Hausarbeit 2013 30 Seiten

Buchwissenschaft

Leseprobe

INHALTSVERZEICHNIS

1. Einleitung

2. Der Insel-Verlag und die Reihe Insel-Bücherei
2.1 Der Insel Verlag bis zur Gründung der Insel-Bücherei
2.2 Die Insel-Bücherei

3. Stefan Zweig und die Idee Insel-Flugblätter
3.1 Exkurs: Stefan Zweig - Zum Leben und seiner Person
3.2 Von den Insel-Flugblättern zur Insel-Bücherei
3.3 Stefan Zweig in der Insel-Bücherei

4. Dokumentation: IB Nr. 1. 1927, 1954 und 1987

5. Resümee

Quellen i

1. EINLEITUNG

"Er [der Insel-Verlag] war ursprünglich gegründet als der elfenbeinerne Turm aller Erlesenheiten, als Hüter der unnahbarsten artistischen Literatur und hat als erster begonnen, auch das Äußere, die Herstellung und Ausstattung des Buches wieder als eigene Kunst zu betrachten. … Bedeutsam aber für die ganze deutsche Literatur ist er erst dadurch geworden, daß er diese wertvollen Errungenschaften nicht nur den kostbaren Werken vorbehalten, sondern kleingemünzt hat, daß von der Mühe, deren Kosten zuerst Snobs bezahlt haben, die Resultate heute auch den wohlfeileren Ausgaben zuteil werden.

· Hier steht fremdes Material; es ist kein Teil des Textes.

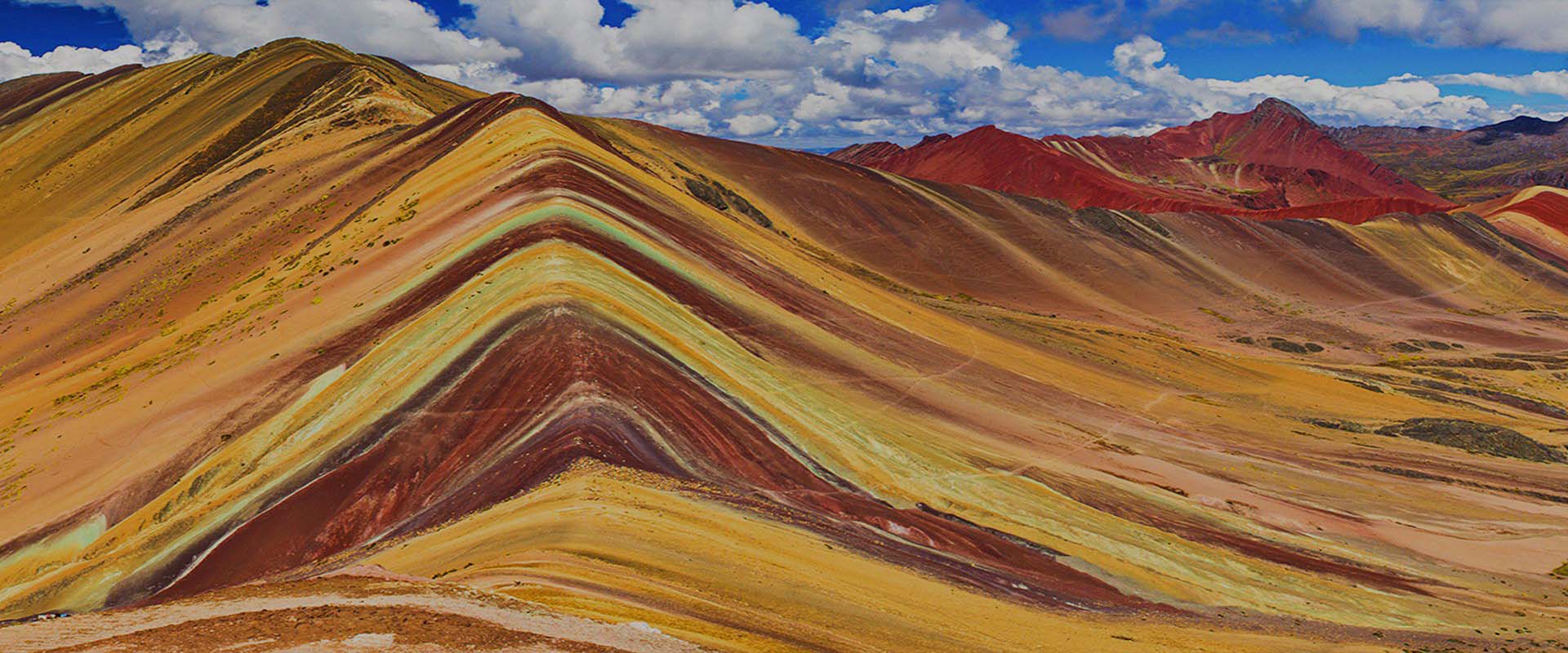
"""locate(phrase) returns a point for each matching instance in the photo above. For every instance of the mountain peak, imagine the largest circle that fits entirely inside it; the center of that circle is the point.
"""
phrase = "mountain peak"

Die Zweimark- und Fünfzigpfennig-Bücher der Inselbücherei, die eine Abbreviatur seines geistigen Weltbildes geben sollen, tragen die Erkenntnis, daß ein schönes Werk auch schöne Form verlangt, heute in die weitesten Kreise …“1

1913, als diese Worte Stefan Zweigs im Börsenblatt für den deutschen Buchhandel abgedruckt wurden, waren die anfänglichen Kinderkrankheiten des Insel Verlags bereits überstanden. Seit 1906 stand das sieben Jahre zuvor gegründete Unternehmen unter der Leitung Anton Kippenbergs und war nunmehr auf dem besten Wege, sich zu einem der erfolgreichsten Verlage seiner Zeit zu entwickeln. Die vorliegende Arbeit soll sich mit eben jener Zeit befassen: den Anfängen des Insel Verlags. Dies verlangt, dass das wohl wichtigste Unterfangen des Verlags in den Fokus rückt, das unter dem Namen Insel-Bücherei über einhundert Jahre hinweg von Erfolg gekrönt sein, den beiden Weltkriegen, der Weltwirtschaftskrise und der deutschen Spaltung strotzen und bis heute Bestand haben sollte. Eine ganz entscheidende Rolle kam bei diesem Projekt Stefan Zweig zu, der als Urheber der Idee Insel-Bücherei gelten kann.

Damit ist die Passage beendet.